Error Handling

Requirements

Install the the me-cli tool and configure it.

Subscriptions

Subscription Length

`sending-mg-errors-sub`

In case of errors in the msg-generator, you can dump the errors. Furthermore, in the attributes you can check the errName. In case of RedisError, you needto remove the redis key contained in the redisKey attributes from the redis instance.
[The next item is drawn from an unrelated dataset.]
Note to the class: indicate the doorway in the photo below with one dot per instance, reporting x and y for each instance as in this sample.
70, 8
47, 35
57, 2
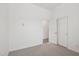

Either me-msg-generator or me-delivery.

$  me-cli pubsub subscribe dump -a -s sending-mg-errors-sub

The previous command is dumping all the messages to a file.

If all the errors are transient, or if you have some doubts, re-publish the messages to the right topic

$  me-cli pubsub publish -a -f <FILE> (FILE = path to the JSON file (otherwise you are asked for it))

The above command exploits the originTopic attribute for publishing messages to the right topic.

sending-tx-devicemapper-* & sending-batch-devicemapper-*

In case of an error in a devicemapper topic, where the threshold is exceeded on unacked message age, check if the messages are stuck in the queue or just being slowly processed due to heavy workload. Your error message should be something like:
- oldest unacked message age for ems-mobile-engage sending-tx-devicemapper-default-sub is above the threshold of 600.000 with a value of 1526.000
After making sure the messages are stuck, do the following steps to get the queue unstuck:
- Disable the aggregator workers for whichever generator is down (eg. me-msg-generator-aggregator-default (scale down to 0))
- Wait until the messages are consumed - Message count in the device mapper subscription is low
- Check how many workers/deployments are available and remember it
- Disable the worker for the me-msg-generator-tx-devicemapper-* (whichever is used)deployment (scale down to 0)
- Dump the messages with me-cli command: me-cli pubsub subscribe dump -a -s <subscription name> eg. sending-tx-devicemapper-default-sub
- Restart the workers for sending and aggregating which you previously disabled (put the same number of deployments as before)
If you want to dive in deeper on what exactly happened, some further investigation is needed. Things you can do to help:
- Look into google cloud pubsub metrics
- You can republish messages that were dumped, slowly, 1 by 1 or, batch of 10 to see if any of them get stuck (you can freely use tx-devicemapper-dg03 as this is worker for QA and won’t affect our other customers)
- Look for clues, things in common between messages(contactIds, campaignId, etc)